Allá por los años cincuenta y sesenta del siglo pasado, los niños de los pueblos teníamos que escoger, en llegando a los diez u once años, entre ir a estudiar o quedarnos en casa (en realidad eran los padres o la familia los que elegían, pero a los efectos es igual). Lo primero significaba marchar a la capital de la provincia, o más lejos aún, e ingresar como alumnos internos en un seminario de curas o en un colegio de frailes; lo segundo, aguantar en la escuela hasta los catorce años y continuar luego arando las tierras y cuidando de los animales.
Para mejorar y llegar a ser alguien no hay más salida que los estudios, nos decían, y comparaban para ilustrarlo la vida de un maestro y la de un pastor, o la de un cura y la de un minero.
De gran peso eran también y muy persuasivas las razones que esgrimían los frailes que pasaban por los pueblos reclutando discípulos: un colegio con salas de estudio, salón de juegos, dormitorios con las camas en doble fila, biblioteca, duchas y dos campos de fútbol, uno para los pequeños y otro reglamentario para los mayores; esto, lo de los campos de fútbol, especialmente el reglamentario, con red en las porterías y raya blanca en las áreas, el medio campo y las bandas, solía ser el argumento definitivo.

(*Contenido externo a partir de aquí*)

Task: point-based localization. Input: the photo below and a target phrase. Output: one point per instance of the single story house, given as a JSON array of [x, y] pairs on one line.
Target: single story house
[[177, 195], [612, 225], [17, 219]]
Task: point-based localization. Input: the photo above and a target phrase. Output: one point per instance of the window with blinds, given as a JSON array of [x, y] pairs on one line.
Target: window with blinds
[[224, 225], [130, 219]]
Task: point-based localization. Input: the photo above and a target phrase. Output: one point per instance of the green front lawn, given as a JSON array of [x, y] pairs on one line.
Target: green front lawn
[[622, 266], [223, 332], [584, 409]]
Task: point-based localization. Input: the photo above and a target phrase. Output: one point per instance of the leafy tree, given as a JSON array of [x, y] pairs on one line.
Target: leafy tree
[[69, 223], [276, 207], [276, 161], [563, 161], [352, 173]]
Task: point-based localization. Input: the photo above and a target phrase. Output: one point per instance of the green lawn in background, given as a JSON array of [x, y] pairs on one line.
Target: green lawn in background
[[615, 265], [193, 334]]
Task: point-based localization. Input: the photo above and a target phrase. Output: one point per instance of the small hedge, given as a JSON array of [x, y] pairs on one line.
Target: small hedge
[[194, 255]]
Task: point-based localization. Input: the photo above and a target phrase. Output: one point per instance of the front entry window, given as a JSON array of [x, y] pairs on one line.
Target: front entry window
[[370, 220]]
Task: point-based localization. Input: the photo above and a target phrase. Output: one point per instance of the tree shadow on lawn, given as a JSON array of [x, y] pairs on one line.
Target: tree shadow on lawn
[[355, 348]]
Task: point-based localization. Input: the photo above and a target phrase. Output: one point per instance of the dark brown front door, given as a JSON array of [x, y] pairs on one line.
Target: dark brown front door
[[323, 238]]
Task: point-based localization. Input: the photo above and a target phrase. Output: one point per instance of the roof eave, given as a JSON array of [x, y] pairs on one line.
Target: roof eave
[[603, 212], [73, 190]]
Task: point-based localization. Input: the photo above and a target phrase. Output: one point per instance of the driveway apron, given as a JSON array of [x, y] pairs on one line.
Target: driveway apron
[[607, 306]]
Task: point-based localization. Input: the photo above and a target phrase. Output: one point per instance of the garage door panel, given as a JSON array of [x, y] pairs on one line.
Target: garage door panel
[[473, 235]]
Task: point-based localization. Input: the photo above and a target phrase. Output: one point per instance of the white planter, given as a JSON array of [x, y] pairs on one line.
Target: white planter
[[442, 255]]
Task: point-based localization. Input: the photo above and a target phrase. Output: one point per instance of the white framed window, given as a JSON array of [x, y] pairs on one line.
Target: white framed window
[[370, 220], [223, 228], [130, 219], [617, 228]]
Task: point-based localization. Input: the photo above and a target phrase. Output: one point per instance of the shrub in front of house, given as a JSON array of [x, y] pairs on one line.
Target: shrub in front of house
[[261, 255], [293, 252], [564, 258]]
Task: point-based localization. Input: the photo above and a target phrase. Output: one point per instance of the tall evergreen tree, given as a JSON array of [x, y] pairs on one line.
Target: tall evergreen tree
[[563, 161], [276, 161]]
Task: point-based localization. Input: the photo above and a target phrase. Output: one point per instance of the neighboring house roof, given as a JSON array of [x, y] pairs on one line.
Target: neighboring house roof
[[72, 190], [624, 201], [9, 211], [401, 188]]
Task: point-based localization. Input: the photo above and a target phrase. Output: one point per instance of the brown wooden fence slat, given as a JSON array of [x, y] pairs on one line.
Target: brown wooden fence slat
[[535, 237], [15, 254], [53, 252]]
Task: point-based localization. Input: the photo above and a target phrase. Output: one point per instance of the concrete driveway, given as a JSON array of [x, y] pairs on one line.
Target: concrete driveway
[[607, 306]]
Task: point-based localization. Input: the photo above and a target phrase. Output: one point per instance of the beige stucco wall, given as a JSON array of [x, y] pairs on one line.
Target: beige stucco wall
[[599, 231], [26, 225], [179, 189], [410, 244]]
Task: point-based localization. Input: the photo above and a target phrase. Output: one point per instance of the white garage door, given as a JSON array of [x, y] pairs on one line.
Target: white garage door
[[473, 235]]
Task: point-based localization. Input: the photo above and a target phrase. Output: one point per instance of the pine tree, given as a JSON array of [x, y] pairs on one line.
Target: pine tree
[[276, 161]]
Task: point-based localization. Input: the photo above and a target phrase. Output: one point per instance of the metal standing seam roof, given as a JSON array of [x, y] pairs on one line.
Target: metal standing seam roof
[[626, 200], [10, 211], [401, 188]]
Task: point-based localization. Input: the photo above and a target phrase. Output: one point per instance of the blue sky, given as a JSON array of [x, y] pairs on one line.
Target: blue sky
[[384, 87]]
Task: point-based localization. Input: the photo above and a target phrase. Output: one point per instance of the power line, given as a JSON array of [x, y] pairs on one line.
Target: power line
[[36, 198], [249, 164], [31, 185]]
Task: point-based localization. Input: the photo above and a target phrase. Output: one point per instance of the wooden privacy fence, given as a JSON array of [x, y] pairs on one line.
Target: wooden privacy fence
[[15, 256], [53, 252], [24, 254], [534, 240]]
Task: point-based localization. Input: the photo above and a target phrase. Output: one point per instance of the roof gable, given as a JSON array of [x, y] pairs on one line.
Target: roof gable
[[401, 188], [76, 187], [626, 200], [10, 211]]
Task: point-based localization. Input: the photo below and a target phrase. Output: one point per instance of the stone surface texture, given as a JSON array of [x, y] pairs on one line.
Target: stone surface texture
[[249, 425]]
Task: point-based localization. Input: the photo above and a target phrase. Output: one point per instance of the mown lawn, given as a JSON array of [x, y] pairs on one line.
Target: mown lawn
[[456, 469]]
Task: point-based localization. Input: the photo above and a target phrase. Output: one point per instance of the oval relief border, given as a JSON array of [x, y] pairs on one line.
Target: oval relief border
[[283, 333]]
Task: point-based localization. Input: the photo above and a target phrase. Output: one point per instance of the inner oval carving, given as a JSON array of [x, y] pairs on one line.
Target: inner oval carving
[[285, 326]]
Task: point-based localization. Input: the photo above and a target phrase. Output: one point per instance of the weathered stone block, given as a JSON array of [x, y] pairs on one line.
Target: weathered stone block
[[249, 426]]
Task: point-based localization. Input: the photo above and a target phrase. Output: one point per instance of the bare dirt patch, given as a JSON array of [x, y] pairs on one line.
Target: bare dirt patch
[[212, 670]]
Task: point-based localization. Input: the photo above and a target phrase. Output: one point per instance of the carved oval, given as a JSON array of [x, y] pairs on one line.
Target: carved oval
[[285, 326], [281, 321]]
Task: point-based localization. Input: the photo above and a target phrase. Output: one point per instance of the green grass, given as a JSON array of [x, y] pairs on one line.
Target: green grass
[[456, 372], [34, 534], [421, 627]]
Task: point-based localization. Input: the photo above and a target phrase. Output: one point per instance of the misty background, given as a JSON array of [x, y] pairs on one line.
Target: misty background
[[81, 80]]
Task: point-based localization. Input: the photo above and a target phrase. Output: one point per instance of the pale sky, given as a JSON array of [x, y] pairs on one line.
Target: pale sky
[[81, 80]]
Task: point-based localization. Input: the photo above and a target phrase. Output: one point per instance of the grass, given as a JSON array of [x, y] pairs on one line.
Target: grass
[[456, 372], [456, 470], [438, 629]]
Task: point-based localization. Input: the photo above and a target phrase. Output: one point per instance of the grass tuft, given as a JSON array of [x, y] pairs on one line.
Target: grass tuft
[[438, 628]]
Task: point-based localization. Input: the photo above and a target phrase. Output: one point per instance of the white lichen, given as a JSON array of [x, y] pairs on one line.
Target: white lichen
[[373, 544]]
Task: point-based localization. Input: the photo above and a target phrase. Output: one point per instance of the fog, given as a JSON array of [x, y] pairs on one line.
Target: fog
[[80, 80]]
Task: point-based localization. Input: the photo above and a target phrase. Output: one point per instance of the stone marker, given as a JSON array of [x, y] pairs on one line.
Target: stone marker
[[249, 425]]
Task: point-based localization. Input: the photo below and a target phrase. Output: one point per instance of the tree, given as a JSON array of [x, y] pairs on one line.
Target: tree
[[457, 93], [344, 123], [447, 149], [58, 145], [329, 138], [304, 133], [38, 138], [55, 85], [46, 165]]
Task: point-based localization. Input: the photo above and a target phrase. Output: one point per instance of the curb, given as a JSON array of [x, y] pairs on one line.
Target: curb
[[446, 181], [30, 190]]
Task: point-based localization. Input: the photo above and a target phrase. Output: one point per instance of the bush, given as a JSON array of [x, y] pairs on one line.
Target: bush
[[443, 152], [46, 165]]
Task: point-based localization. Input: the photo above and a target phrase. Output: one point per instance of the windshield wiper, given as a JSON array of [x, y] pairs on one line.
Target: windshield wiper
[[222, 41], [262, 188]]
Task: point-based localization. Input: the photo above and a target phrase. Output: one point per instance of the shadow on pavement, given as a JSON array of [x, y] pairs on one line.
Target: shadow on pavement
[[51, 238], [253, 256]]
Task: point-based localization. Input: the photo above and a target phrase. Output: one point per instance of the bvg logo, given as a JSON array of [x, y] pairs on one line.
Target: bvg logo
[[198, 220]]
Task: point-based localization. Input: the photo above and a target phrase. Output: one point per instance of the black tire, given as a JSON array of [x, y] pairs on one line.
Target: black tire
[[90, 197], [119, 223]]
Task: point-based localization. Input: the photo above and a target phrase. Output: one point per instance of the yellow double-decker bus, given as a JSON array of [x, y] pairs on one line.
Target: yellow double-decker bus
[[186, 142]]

Conque casi todos acabamos estudiando para curas en el seminario o para frailes oblatos, agustinos, dominicos, etc., en el colegio respectivo.
La vida en aquellos internados era triste como un lunes perpetuo y tediosa hasta la grisura más descolorida, pero allí aprendimos el valor del esfuerzo y de allí salimos con una más que notable formación, humanística sobre todo. Y pocos días tan felices como aquel en que, después de tres meses interminables, volvimos por primera vez a casa de vacaciones, que fue por estas fechas.
(La Razón, 16 de diciembre de 2019)
En llegando a los sesenta y tantos mirar aquella realidad sólo puede deberse a la fotografía o a la memoria de David.